I use the "get" method from java drive api, and I can get the inputstream. but I cannt open the file when I use the inputstream to creat it. It likes the file is broken.

private static String fileurl = "C:\\googletest\\drive\\";

public static void newFile(String filetitle, InputStream stream) throws IOException {
    String filepath = fileurl + filetitle;      
    BufferedInputStream bufferedInputStream=new BufferedInputStream(stream);
    byte[] buffer = new byte[bufferedInputStream.available()];


    File file = new File(filepath);
    if (!file.exists()) {
        file.getParentFile().mkdirs();

        BufferedOutputStream bufferedOutputStream = new BufferedOutputStream(new FileOutputStream(filepath));
          while( bufferedInputStream.read(buffer) != -1) { 
              bufferedOutputStream.write(buffer);
      }  
          bufferedOutputStream.flush();
          bufferedOutputStream.close();
    }
}

Firstly, C:\\googletest\\drive\\ is not a URL. It is a file system pathname.

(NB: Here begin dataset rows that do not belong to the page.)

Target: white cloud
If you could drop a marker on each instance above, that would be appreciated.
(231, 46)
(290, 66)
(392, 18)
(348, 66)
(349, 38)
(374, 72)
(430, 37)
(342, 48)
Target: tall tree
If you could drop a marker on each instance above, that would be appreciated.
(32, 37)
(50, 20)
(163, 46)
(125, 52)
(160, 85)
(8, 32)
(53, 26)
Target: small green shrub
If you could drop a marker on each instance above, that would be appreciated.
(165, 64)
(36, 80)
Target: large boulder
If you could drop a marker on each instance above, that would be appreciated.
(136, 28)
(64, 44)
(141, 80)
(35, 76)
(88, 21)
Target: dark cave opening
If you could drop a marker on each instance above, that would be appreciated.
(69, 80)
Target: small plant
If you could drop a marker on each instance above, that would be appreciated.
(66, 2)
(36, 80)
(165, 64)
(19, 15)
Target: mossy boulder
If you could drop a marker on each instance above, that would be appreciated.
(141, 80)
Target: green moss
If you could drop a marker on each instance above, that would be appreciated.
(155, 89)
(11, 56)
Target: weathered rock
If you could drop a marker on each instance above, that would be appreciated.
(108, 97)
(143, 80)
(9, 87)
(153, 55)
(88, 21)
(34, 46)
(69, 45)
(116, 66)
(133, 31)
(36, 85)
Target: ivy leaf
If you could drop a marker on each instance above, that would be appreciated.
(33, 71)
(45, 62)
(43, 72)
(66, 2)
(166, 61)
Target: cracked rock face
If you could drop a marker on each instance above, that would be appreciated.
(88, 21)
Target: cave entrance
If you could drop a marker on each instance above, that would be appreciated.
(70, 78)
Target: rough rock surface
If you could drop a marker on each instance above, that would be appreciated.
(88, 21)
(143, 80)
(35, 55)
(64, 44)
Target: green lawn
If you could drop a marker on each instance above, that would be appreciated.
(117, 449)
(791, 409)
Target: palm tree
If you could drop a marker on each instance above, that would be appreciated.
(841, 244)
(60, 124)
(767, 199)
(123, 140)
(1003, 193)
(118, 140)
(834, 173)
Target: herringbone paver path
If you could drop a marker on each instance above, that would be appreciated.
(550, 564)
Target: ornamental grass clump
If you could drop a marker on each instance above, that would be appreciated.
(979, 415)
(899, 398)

Next, the following probably does not do what you think it does:

  byte[] buffer = new byte[bufferedInputStream.available()];

The problem is that the available() call can return zero ... for a non-empty stream. The value returned by available() is an estimate of how many bytes that are currently available to read ... right now. That is not necessarily the stream length ... or anything related to it. And indeed the device drivers for some devices consistently return zero, even when there is data to be read.

Finally, this is wrong:

   while( bufferedInputStream.read(buffer) != -1) { 
          bufferedOutputStream.write(buffer);

You are assuming that read returning -1 means that it filled the buffer. That is not so. Any one of the read calls could return with a partly full buffer. But then you write the entire buffer contents to the output stream ... including "junk" from previous reads.


Either or both of the 2nd and 3rd problems could lead to file corruption. In fact, the third one is likely to.